CONGO, ANGOLA E MOZAMBICO
Sempre ad aprile, nel giro di due giorni, l’Italia ha firmato due accordi con i governi di Congo e Angola. Il primo prevede l’aumento delle forniture di gas naturale liquefatto pari a circa 4,5 miliardi di metri cubi l’anno. A luglio Mattarella si è recato in Mozambico, dove nel nord del Paese sono stati scoperti alcuni dei giacimenti off shore più ricchi di gas al mondo. Le trattative sono avviate.

LIBIA
Infine, c’è la Libia, che attualmente ci assicura il 4,4% del nostro gas. Il governo vorrebbe aumentare questo quantitativo, ma l’attuale situazione politica in cui versa il Paese non fornisce adeguate garanzie.
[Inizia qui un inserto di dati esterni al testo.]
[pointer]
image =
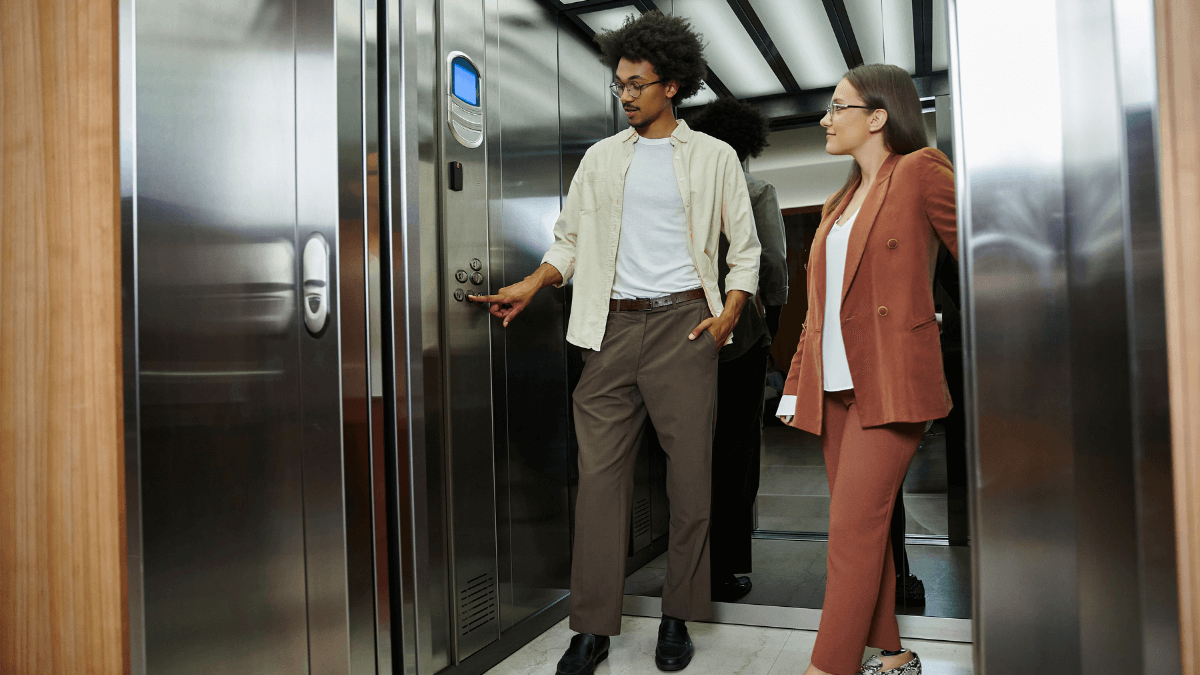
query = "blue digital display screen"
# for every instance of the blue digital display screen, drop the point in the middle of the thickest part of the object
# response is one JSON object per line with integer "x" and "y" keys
{"x": 466, "y": 82}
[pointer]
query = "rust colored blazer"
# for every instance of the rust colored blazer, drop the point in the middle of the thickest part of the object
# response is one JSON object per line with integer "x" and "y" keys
{"x": 887, "y": 308}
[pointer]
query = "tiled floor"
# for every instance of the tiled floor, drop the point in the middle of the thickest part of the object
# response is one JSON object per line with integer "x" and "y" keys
{"x": 790, "y": 573}
{"x": 720, "y": 650}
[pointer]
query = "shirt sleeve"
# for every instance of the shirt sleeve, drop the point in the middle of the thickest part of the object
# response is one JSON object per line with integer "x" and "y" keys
{"x": 567, "y": 232}
{"x": 786, "y": 406}
{"x": 737, "y": 223}
{"x": 773, "y": 262}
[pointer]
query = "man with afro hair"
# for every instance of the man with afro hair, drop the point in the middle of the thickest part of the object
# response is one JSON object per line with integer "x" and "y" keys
{"x": 640, "y": 234}
{"x": 737, "y": 440}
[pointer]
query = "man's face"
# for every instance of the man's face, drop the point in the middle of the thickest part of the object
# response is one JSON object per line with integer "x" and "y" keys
{"x": 655, "y": 99}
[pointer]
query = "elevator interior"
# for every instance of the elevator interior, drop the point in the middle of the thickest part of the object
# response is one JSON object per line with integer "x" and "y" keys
{"x": 337, "y": 465}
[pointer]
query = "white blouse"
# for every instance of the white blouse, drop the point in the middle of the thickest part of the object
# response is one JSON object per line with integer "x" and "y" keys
{"x": 833, "y": 348}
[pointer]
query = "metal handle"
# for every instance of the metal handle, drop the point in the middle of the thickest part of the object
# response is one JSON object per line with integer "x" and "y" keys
{"x": 315, "y": 272}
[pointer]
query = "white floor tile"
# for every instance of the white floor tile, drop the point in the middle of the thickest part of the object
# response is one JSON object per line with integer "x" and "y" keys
{"x": 720, "y": 650}
{"x": 936, "y": 658}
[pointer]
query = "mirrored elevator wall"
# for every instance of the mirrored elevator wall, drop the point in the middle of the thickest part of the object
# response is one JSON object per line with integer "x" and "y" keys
{"x": 244, "y": 213}
{"x": 1066, "y": 338}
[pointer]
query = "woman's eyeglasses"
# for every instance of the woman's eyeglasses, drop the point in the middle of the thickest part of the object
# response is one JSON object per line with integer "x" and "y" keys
{"x": 835, "y": 107}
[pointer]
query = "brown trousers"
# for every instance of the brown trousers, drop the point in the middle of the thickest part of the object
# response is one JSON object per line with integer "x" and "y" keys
{"x": 646, "y": 366}
{"x": 865, "y": 469}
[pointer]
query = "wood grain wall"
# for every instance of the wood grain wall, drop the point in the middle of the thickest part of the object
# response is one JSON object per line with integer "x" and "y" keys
{"x": 1179, "y": 75}
{"x": 61, "y": 526}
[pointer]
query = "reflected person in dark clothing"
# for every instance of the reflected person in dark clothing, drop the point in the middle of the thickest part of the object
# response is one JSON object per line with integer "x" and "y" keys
{"x": 742, "y": 371}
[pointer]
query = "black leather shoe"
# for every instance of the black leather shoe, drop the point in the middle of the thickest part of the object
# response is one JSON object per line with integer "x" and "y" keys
{"x": 675, "y": 649}
{"x": 732, "y": 589}
{"x": 910, "y": 591}
{"x": 583, "y": 655}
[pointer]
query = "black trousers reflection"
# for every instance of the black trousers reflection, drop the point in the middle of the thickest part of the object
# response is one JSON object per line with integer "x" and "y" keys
{"x": 955, "y": 470}
{"x": 737, "y": 446}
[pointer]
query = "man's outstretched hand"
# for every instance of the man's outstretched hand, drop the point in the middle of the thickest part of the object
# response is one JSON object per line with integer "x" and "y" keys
{"x": 511, "y": 300}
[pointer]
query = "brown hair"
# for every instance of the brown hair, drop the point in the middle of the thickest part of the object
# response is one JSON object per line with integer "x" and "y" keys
{"x": 889, "y": 88}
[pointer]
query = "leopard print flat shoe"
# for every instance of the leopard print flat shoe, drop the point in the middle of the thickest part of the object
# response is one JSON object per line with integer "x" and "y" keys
{"x": 874, "y": 665}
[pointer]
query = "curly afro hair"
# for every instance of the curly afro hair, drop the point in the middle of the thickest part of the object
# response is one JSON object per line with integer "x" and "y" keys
{"x": 669, "y": 43}
{"x": 737, "y": 123}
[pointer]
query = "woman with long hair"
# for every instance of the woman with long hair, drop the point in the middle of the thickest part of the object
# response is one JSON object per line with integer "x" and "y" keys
{"x": 867, "y": 375}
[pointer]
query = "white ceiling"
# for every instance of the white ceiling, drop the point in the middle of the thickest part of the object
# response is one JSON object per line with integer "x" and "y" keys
{"x": 802, "y": 34}
{"x": 607, "y": 19}
{"x": 731, "y": 53}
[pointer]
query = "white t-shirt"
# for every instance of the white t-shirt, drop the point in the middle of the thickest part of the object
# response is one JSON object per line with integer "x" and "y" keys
{"x": 833, "y": 348}
{"x": 652, "y": 256}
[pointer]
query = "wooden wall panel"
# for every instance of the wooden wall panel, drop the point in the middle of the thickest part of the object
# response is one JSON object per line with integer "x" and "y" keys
{"x": 61, "y": 525}
{"x": 1179, "y": 60}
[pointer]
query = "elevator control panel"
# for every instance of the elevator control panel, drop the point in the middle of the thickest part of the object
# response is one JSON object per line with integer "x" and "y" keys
{"x": 465, "y": 102}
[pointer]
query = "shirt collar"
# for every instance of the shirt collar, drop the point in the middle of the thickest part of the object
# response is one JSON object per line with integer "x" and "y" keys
{"x": 682, "y": 133}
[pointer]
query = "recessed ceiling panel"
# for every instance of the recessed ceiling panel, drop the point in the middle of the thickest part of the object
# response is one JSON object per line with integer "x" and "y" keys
{"x": 883, "y": 30}
{"x": 941, "y": 39}
{"x": 802, "y": 33}
{"x": 609, "y": 19}
{"x": 731, "y": 53}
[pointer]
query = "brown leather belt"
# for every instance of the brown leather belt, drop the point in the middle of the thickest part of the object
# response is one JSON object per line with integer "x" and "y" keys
{"x": 645, "y": 304}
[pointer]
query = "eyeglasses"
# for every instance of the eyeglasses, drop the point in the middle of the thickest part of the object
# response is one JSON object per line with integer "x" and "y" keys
{"x": 634, "y": 88}
{"x": 835, "y": 107}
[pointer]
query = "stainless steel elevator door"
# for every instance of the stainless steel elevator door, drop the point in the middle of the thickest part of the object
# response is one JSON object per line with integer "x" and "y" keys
{"x": 529, "y": 386}
{"x": 221, "y": 469}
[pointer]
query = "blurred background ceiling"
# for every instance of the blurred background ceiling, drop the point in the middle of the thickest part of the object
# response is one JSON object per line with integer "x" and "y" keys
{"x": 785, "y": 57}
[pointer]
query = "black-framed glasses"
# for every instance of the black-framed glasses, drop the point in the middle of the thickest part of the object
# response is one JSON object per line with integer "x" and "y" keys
{"x": 634, "y": 88}
{"x": 834, "y": 107}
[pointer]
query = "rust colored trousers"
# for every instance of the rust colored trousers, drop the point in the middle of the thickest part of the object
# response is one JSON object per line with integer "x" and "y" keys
{"x": 865, "y": 469}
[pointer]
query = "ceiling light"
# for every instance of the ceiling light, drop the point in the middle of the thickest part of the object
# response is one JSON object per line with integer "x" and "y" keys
{"x": 731, "y": 53}
{"x": 802, "y": 33}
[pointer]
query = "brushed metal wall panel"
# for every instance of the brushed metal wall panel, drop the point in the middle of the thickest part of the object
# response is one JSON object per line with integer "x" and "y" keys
{"x": 534, "y": 366}
{"x": 586, "y": 114}
{"x": 1013, "y": 255}
{"x": 1063, "y": 292}
{"x": 466, "y": 338}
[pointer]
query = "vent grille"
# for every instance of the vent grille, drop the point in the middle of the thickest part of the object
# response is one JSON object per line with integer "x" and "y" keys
{"x": 641, "y": 518}
{"x": 477, "y": 603}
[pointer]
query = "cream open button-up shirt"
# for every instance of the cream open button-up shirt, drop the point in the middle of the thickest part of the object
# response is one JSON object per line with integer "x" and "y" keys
{"x": 715, "y": 199}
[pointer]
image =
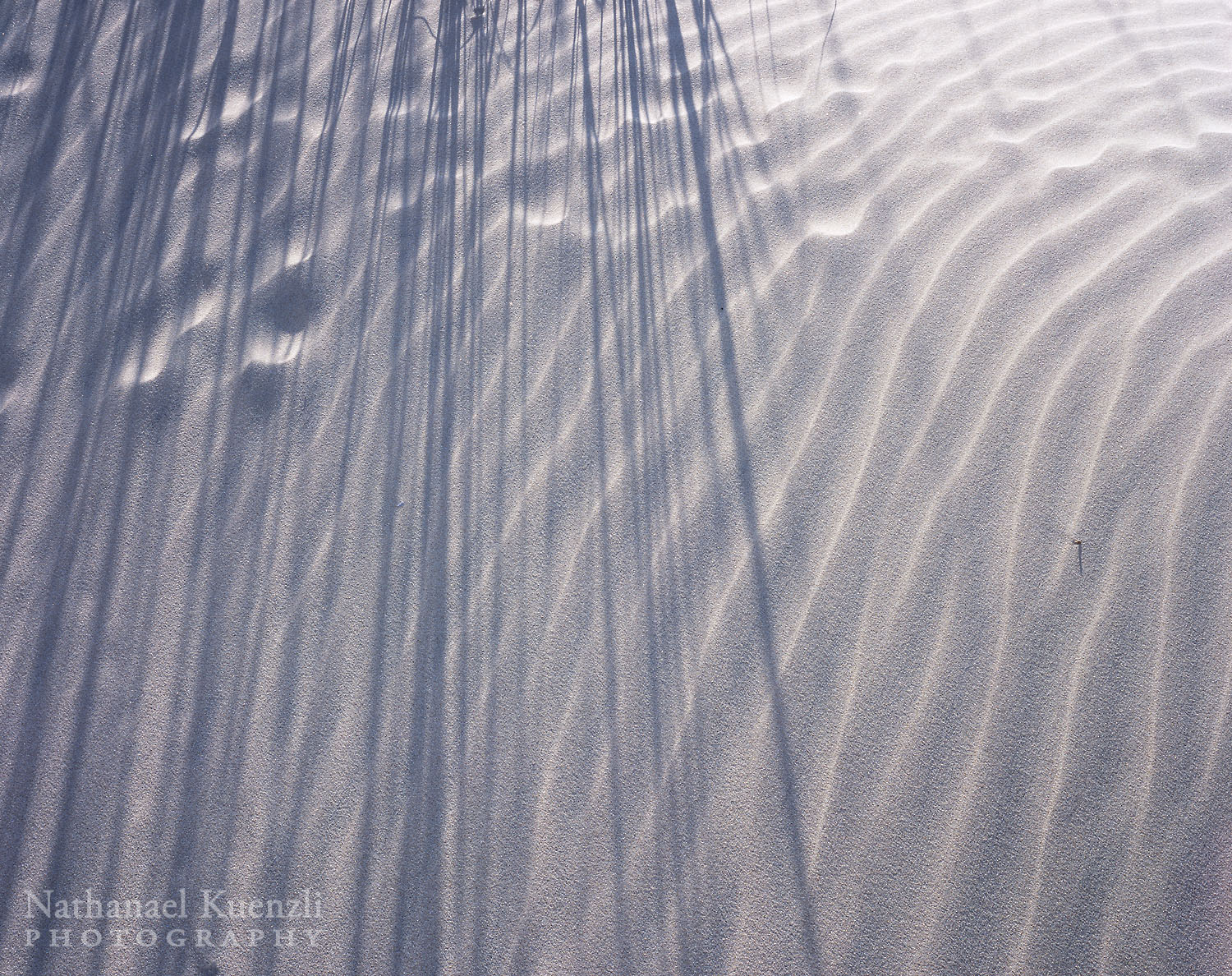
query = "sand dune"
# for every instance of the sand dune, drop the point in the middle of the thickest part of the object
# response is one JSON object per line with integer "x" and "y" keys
{"x": 593, "y": 487}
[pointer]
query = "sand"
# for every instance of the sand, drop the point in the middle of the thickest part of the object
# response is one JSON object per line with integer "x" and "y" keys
{"x": 591, "y": 488}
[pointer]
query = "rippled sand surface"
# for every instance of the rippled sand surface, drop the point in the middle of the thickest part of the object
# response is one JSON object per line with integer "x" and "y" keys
{"x": 593, "y": 487}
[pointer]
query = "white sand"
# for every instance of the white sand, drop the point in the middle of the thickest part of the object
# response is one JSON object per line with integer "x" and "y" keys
{"x": 595, "y": 493}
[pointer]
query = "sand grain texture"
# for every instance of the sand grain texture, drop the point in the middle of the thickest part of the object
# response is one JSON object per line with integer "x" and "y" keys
{"x": 594, "y": 490}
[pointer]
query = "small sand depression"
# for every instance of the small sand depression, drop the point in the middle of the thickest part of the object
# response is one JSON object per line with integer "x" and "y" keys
{"x": 595, "y": 488}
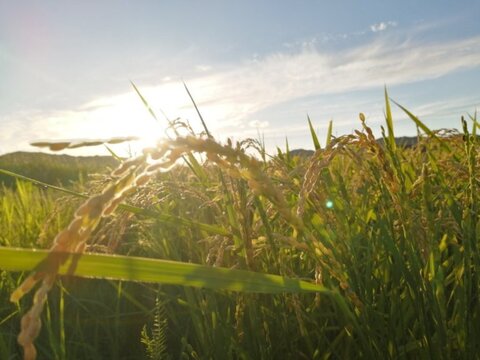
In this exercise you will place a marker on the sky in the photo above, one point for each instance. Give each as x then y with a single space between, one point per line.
255 68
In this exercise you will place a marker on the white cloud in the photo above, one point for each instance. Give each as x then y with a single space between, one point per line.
382 26
232 97
257 124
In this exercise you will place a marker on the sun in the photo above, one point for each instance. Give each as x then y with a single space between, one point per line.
122 116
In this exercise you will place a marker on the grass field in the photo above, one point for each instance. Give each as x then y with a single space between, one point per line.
376 245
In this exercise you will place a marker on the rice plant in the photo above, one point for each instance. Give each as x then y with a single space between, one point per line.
365 249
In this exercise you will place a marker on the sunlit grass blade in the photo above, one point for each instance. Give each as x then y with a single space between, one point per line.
316 143
389 119
329 133
166 218
114 155
424 127
147 105
198 111
128 268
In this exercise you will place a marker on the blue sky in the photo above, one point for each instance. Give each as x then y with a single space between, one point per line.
252 66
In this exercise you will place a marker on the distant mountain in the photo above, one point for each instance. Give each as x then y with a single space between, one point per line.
405 141
53 169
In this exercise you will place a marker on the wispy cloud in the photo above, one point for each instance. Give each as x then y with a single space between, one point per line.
382 26
232 98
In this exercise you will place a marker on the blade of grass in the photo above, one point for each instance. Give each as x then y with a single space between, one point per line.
166 218
329 133
145 102
389 119
128 268
316 143
198 111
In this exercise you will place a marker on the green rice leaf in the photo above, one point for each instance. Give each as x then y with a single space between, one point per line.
329 133
150 110
316 143
129 268
389 119
166 218
198 112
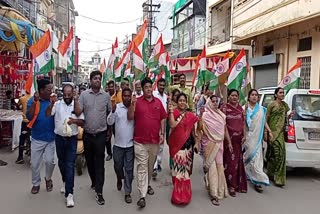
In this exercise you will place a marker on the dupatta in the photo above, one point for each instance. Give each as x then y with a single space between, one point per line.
181 132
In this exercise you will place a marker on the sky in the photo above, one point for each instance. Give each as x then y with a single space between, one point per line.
99 36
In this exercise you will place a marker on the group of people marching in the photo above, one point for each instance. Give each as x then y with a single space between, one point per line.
227 136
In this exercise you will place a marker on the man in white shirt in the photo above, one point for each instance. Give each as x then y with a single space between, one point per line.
123 150
138 89
159 93
66 130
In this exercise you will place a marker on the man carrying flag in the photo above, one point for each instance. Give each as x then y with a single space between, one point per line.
42 135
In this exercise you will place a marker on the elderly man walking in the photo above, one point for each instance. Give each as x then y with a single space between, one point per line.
148 113
95 103
66 130
42 135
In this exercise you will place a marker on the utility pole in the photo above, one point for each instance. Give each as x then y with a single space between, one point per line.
148 9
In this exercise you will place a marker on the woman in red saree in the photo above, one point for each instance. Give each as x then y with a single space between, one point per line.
181 144
233 156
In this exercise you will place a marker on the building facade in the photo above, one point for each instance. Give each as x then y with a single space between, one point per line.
189 28
280 33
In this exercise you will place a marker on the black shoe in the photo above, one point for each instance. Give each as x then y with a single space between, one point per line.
109 157
119 184
142 202
99 198
19 161
150 191
3 163
154 174
128 199
93 187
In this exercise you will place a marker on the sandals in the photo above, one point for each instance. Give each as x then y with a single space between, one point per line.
258 188
215 201
49 185
232 192
3 163
35 189
150 191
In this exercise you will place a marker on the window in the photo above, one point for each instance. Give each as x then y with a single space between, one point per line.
267 99
267 50
305 72
305 44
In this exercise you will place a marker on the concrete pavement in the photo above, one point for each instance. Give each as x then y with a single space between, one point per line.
300 196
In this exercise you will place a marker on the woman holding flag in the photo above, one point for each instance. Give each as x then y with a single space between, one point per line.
212 131
253 154
181 143
276 153
233 157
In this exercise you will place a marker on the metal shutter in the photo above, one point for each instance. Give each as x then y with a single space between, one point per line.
266 76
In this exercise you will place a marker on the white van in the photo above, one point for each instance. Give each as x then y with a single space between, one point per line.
303 130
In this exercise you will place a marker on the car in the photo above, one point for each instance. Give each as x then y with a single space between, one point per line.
302 133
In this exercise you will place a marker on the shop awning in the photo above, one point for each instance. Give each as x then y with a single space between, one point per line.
15 30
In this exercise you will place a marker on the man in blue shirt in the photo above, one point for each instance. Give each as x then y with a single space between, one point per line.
42 135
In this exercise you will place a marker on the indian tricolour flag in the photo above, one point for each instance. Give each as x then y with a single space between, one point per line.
41 51
122 64
66 50
292 79
116 53
137 63
142 42
153 63
205 76
195 78
164 61
103 72
31 83
238 71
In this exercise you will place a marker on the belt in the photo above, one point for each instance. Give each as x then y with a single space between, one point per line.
94 134
67 138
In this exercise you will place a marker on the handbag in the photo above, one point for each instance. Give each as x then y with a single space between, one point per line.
181 193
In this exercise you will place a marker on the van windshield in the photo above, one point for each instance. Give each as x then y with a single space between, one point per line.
307 107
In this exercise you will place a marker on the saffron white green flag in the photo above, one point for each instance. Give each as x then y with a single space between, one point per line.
137 63
238 71
66 50
153 63
41 51
292 79
142 42
122 64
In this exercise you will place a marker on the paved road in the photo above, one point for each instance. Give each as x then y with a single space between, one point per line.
301 195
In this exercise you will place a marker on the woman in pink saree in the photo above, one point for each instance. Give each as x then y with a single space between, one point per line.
181 145
212 131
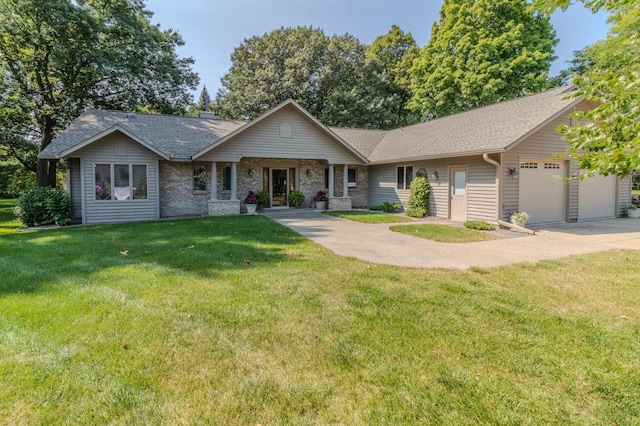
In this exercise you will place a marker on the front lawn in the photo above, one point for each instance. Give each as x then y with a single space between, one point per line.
443 233
238 320
368 217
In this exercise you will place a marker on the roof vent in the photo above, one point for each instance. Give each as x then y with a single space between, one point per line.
207 114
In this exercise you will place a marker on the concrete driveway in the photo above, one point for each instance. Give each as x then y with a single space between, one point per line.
376 243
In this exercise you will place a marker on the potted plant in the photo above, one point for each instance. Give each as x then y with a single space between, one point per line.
251 202
320 199
519 218
296 199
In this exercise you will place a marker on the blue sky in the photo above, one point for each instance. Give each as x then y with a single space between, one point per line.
213 28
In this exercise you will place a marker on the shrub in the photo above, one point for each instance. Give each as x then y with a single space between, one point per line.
390 207
42 205
417 212
481 225
419 196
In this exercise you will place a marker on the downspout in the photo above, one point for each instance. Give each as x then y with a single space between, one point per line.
501 222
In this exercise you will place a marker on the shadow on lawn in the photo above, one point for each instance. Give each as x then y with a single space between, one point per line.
203 246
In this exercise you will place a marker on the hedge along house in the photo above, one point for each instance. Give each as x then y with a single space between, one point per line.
482 164
125 167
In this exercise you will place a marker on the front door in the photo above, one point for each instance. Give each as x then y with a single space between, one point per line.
279 192
458 194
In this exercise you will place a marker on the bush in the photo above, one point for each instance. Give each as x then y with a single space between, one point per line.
418 212
390 207
41 205
480 225
419 196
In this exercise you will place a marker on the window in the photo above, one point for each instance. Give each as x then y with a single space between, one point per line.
199 177
120 181
404 177
226 179
351 178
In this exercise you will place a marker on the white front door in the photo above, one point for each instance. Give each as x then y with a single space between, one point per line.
458 194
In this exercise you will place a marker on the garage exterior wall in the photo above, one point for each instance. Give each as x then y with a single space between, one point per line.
481 188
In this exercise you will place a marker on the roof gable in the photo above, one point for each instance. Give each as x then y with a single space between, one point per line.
491 129
292 105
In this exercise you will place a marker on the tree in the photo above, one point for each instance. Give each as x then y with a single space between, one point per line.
482 52
328 76
606 139
58 57
395 53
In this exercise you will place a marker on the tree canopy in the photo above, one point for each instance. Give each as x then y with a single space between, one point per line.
606 139
328 76
58 57
482 52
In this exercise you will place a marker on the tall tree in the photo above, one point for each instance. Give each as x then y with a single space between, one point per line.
58 57
606 139
395 53
328 76
482 52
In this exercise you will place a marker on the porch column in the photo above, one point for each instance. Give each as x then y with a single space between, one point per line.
234 181
345 181
330 181
214 181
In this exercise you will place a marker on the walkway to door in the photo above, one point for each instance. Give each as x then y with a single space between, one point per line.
376 243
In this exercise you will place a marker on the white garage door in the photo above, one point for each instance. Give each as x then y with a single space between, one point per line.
542 191
597 196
Nonostante tutta questa ampia azione diplomatico-commerciale, la dipendenza italiana dalla Russia è ancora alta. Un’ulteriore drastica riduzione delle forniture creerebbe non pochi problemi. Per questo motivo l’altro fronte su cui agire è quello dello stoccaggio. A fine giugno era già triplicato rispetto allo standard prima della guerra, raggiungendo un livello del 56,06%. L’Unione europea ritiene che la soglia di sicurezza sia l’80%. Il ministro Cingolani ha fatto sapere che ci arriveremo entro l’anno, toccando addirittura l’85%. Intanto, mercoledì la commissione Ue metterà in campo il piano di emergenza energetico, che poi dovrà essere approvato dal Consiglio europeo. Si tratta delle misure straordinarie, inclusi i razionamenti, che dovranno essere applicate nel caso in cui la Russia non riprendesse ad assicurare i flussi di gas attraverso il gasdotto Nord Stream 1, che collega la Russia alla Germania, fermo ufficialmente per «lavori di manutenzione».